Нет Адама в раю | страница 14



Сесилия обожала, когда Арман ласкал ее мягкий, округлый животик. Она наслаждалась, когда язык Армана проникал в пупочную впадинку, когда Арман любовно покусывал нежную кожу, медленно пробираясь ниже и ниже.

— Не останавливайся! Прошу тебя, не останавливайся! Еще!

И вдруг:

— Хватит! Ты меня слышишь? Прекрати немедленно! Поди прочь!

О, как белеют ее руки в лунном свете, когда Сесилия поправляет растрепавшиеся волосы. Как блестят в отраженном свете ее зубки, когда бесстыдница заливисто хохочет. А потом говорит:

— Пора возвращаться на танцы.

А вдруг этот мужчина, что с ней, и в самом деле не Арман? Что, если это и вправду немецкий офицер, который вовсе не хочет возвращаться на танцы? Вот он швырнул Сесилию оземь, грубо раздвинул твердым коленом ее ножки, так что Сесилия уже больше не смеется. Ей не до смеха. Она, наверное, пронзительно кричит, но никто не слышит. Вот немец резко, одним толчком проник в нее, чаще и чаще, быстрее и быстрее припадает к ней, рыча от удовольствия, а поля обагряются кровью…

Арман перевернулся на живот, чтобы отогнать видение, и зажал уши, чтобы не слышать криков, но чресла его тесно придавились к теплой земле, и видение вновь оживает.

Туда-обратно, туда-обратно, вниз-вверх, быстрее и быстрее.

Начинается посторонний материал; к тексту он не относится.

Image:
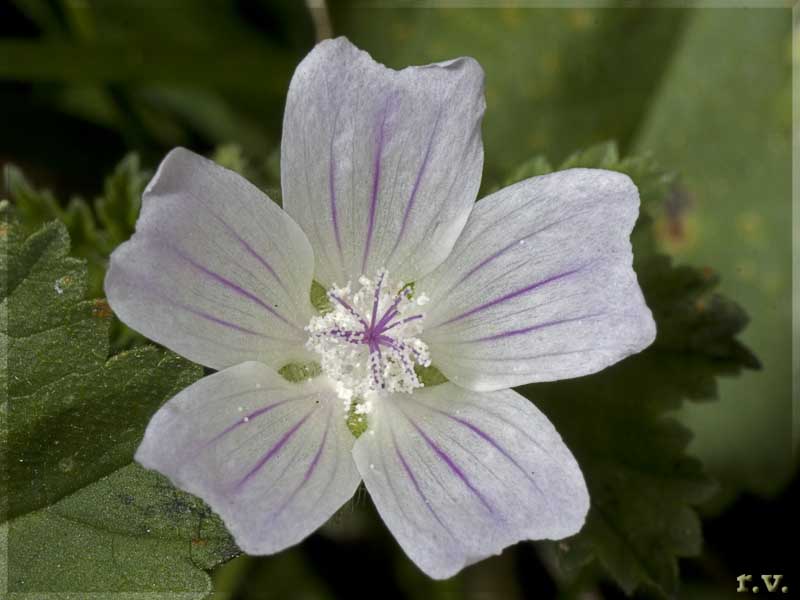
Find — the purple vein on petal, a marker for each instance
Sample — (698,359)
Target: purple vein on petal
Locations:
(376,180)
(511,295)
(245,419)
(524,330)
(202,314)
(448,460)
(514,244)
(230,285)
(417,486)
(245,244)
(413,197)
(272,452)
(332,184)
(309,471)
(491,441)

В голове застучало, сердце, казалось, вот-вот выпрыгнет из груди. Туда-обратно… Быстрее… Еще секунда — и откуда-то, словно со стороны Арман услышал хриплый протяжный стон. Свой. Все кончено. Он уснул, как был — в горячей влажности погасшей страсти.

Час спустя его заметил отец, который сидел на облучке фургона.

— Черт побери, — обратился он к Зенофилю, — мне не показалось, что он настолько пьян.

Эдуард и остальные братья загоготали.

— Ладно, как-никак, сегодня был его день рождения.

Армана подняли, положили в фургон, но он даже не пошевелился.

— Нужно бы хоть умыть его немного, прежде чем заносить в дом, предложил Кристиан.

— Он облевал весь костюм, — заметил Пьер. — Маман упадет в обморок.

— Да ну его к дьяволу, — отмахнулся Жак. — Я сам еле на ногах держусь, чтобы еще счищать с кого-то блевотину.

Тем не менее, не доезжая до дома, они остановились возле насоса и попытались умыть и почистить Армана. Арман очнулся, открыл глаза, а Антуан, заметив это начал трясти его.

— Бога ради, Арман, очнись и приди в себя, — уговаривал Антуан. — Ты же не хочешь, чтобы маман увидела тебя в таком виде?

Армана тихонечко, стараясь не шуметь, затащили в дом, но — ничего не вышло. Берта сидела на кухне и, заслышав шаги, тут же зажгла лампу.